The "Ode-to-Napoleon" hexachord is the six-member set-class with the highest number of interval classes 3 and 4 yet lacks 2s and 6s. 6-20 maps onto itself under transposition three times (@0,4,8) and under inversion three times (@1,4,9) (six degrees of symmetry), allowing only four distinct forms, one form overlapping with another by way of an augmented triad or not at all, and two augmented triads exhaust the set as do six minor and major triads with roots along the augmented triad.
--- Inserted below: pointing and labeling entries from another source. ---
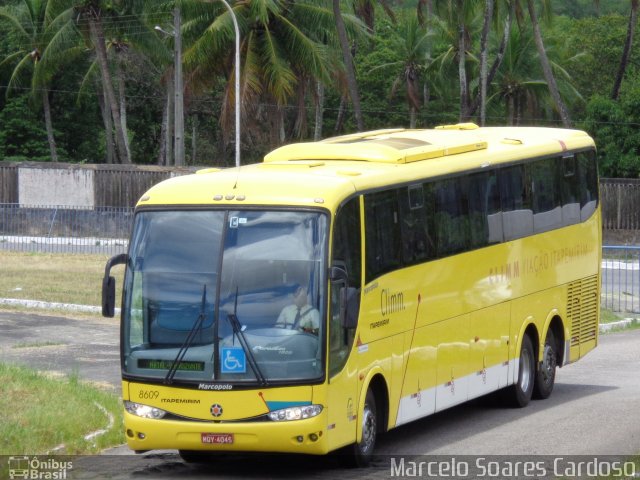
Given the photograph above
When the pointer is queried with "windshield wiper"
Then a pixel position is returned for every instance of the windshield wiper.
(189, 340)
(238, 330)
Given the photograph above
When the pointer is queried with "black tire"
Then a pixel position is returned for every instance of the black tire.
(519, 395)
(360, 453)
(546, 369)
(194, 456)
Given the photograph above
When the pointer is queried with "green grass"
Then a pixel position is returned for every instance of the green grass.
(40, 413)
(607, 316)
(35, 344)
(61, 278)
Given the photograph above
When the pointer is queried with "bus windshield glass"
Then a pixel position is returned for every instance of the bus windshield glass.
(225, 296)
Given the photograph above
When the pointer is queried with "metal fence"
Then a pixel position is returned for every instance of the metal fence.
(62, 229)
(105, 230)
(621, 279)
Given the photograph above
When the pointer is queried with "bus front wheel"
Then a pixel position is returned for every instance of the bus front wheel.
(360, 453)
(520, 394)
(546, 370)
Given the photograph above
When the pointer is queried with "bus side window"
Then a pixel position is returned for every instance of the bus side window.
(570, 189)
(515, 198)
(485, 216)
(588, 171)
(417, 233)
(382, 225)
(451, 216)
(546, 201)
(347, 254)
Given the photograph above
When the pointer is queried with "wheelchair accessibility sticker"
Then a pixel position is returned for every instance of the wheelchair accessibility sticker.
(233, 360)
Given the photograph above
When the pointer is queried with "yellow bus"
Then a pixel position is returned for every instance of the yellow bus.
(341, 288)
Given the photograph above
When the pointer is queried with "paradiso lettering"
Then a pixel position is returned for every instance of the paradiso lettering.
(391, 302)
(537, 264)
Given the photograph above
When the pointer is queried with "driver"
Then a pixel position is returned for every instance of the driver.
(300, 315)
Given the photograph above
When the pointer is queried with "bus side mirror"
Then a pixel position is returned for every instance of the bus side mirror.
(349, 297)
(109, 285)
(349, 307)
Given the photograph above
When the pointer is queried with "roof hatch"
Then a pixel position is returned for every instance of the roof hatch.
(384, 146)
Its only five-note subset is 5-21 (0,1,4,5,8), the complement of which is 7-21 (0,1,2,4,5,8,9), the only superset of 6-20. The only more redundant (in respect to how its inversions and transpositions map unto its-self) hexachord is 6-35. It is also Ernő Lendvai's "1:3 Model" scale and one of Milton Babbitt's six all-combinatorial hexachord "source sets".

The hexachord has been used by composers including Bruno Maderna and Luigi Nono, such as in Nono's Variazioni canoniche sulla serie dell'op. 41 di Arnold Schönberg (1950), Webern's Concerto, Op. 24, Schoenberg's Suite, Op. 29 (1926), Babbitt's Composition for Twelve Instruments (1948) and Composition for Four Instruments (1948) third and fourth movements. The hexachord has also been used by Alexander Scriabin and Béla Bartók.

It is used combinatorially in Schoenberg's Suite:
 P3: E♭ G F♯ B♭ D B // C A A♭ E F D♭
 I8: G♯ E F D♭ A C // B D E♭ G F♯ B♭
Note that its complement is also 6-20.